For Samra Habib, sharing her story of coming out as a queer Muslim has been an exercise in resilience. “I want to show [my community] that there is a lot of joy and hope that can come from going through trauma,” Habib says. “I’ve had some really great things happen to me because of it.”
With Just Me and Allah, a 2014 photo essay documenting queer Muslims around the world, and her new book, We Have Always Been Here: A Queer Muslim Memoir, great things haven’t stopped for the 39-year old writer, photographer and activist.
During her project, Habib realized that the people she profiled were longing for the same thing: To create a safe space for themselves while honouring their religion.
Habib’s memoir was born from the belief that she could tell the story of their anxieties and be a collective voice for her community. "There are a lot of queer Muslims that fear persecution for being open. I didn’t have that fear [living in Canada], so I wanted to write an honest story about my similar experiences, rejections and struggles and let them know that they’re not alone,” she says.
Her story begins in Pakistan. “We were a part of the Ahmadiyya sect, a religious minority of Muslims that were persecuted. As kids we were really good at hiding [our faith],” she says. In the Islamic country, Ahmadis have no religious freedom and are considered heretical by orthodox Muslims. As result, being in hiding is a skill she relied upon for years before embracing her queerness. “I was in a straight relationship in Toronto for so long because I was afraid to make that leap.”
Habib and her family fled Pakistan and came to Canada in 1991. However, they traded the fear of physical and social persecution for another anxiety: How to survive as refugees in a foreign country. In the book, she reveals her experience with racism, an arranged marriage to her cousin at 16, a suicide attempt in her teens and a second marriage by choice at 19 – but for security rather than love.
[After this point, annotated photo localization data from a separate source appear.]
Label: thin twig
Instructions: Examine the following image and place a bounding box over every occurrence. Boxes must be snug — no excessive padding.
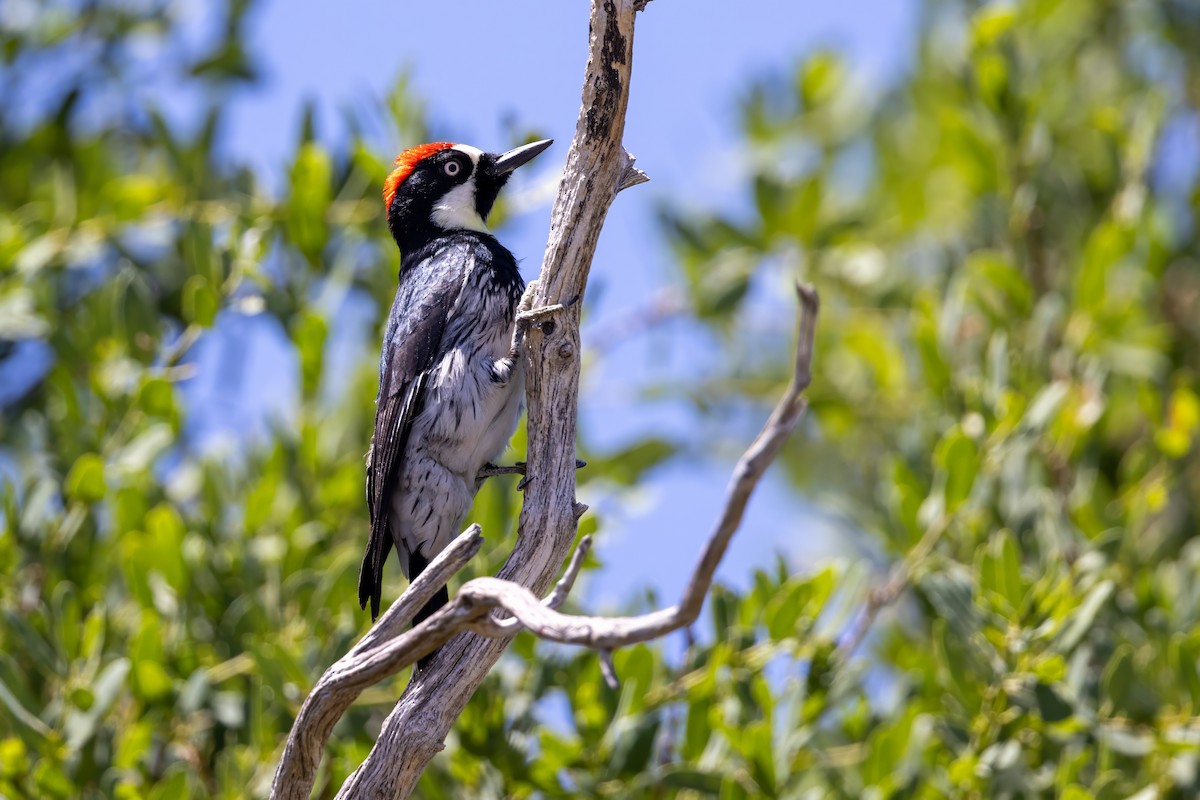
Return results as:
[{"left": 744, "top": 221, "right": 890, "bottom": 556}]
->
[
  {"left": 545, "top": 535, "right": 592, "bottom": 609},
  {"left": 429, "top": 286, "right": 817, "bottom": 654},
  {"left": 836, "top": 515, "right": 949, "bottom": 660},
  {"left": 584, "top": 285, "right": 687, "bottom": 356},
  {"left": 269, "top": 284, "right": 818, "bottom": 799},
  {"left": 467, "top": 534, "right": 594, "bottom": 638},
  {"left": 599, "top": 650, "right": 620, "bottom": 689}
]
Penning her memoir forced her to relive these traumatic experiences. “As I was writing, I started forgiving,” she says. “It helped me understand that a lot of the [negative] changes in my father’s behaviour happened when we moved to Canada and he felt like he had lost his ability to provide for his family.”
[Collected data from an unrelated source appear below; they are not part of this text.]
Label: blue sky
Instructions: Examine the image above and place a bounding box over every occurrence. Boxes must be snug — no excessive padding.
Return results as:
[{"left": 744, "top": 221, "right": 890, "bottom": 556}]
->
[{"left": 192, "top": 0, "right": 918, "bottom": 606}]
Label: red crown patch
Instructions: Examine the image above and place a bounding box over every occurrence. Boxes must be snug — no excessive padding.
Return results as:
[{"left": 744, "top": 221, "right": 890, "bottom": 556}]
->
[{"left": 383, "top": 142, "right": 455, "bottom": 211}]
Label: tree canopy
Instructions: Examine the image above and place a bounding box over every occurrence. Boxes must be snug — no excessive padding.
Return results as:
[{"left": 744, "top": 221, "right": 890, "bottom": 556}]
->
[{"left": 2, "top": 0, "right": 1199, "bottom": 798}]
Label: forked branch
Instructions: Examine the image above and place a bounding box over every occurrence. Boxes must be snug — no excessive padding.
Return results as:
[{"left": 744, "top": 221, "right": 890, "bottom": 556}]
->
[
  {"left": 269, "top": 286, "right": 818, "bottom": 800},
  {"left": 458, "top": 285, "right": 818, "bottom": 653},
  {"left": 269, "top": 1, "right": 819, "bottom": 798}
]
Habib also became aware that her mother didn’t have many choices and was following the expectations of her culture like so many women in her family. “People are surprised that I am able to have so much empathy, but I think it’s important to forgive because you hurt yourself more than anyone else if you don’t,” she says.
But not everything in the book was family-approved. When her parents found out she was writing a memoir, her mother requested that she not write about sex. Coming out is a large part of Habib’s story and even though she knew her mother didn’t love the idea, those particular details stayed in.
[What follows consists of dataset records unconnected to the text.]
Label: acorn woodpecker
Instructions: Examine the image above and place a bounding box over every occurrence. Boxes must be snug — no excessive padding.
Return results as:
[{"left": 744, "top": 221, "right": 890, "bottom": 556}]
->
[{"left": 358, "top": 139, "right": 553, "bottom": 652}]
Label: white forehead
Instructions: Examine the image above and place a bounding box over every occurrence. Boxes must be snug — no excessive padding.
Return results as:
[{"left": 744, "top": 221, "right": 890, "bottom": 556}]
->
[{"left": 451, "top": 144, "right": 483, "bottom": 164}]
As for her siblings, while it was surprising for them to learn about Habib’s internal struggle towards authenticity, they are all completely supportive. Before delivering the manuscript to her publisher, Habib gave it to her sister to ensure that she was representing their parents in an honest way. Her brother translates sections of the book for their parents so they can understand her story too. “I know I can’t expect them to fully embrace me – that’s an unrealistic expectation – but I know that they’ll do their best and get there at some point.”
As for what’s next, Habib wants to be closer to home and embolden her community. “I’ve become more outspoken, in my projects and the work I do – I don’t have to hide anymore,” she says. And she continues to be inspired by the people she meets every day – especially those who are making a positive impact like local housing and community activists. “They’re doing the work because they know that something needs to be done; and not because they want any recognition but because it’s the right thing."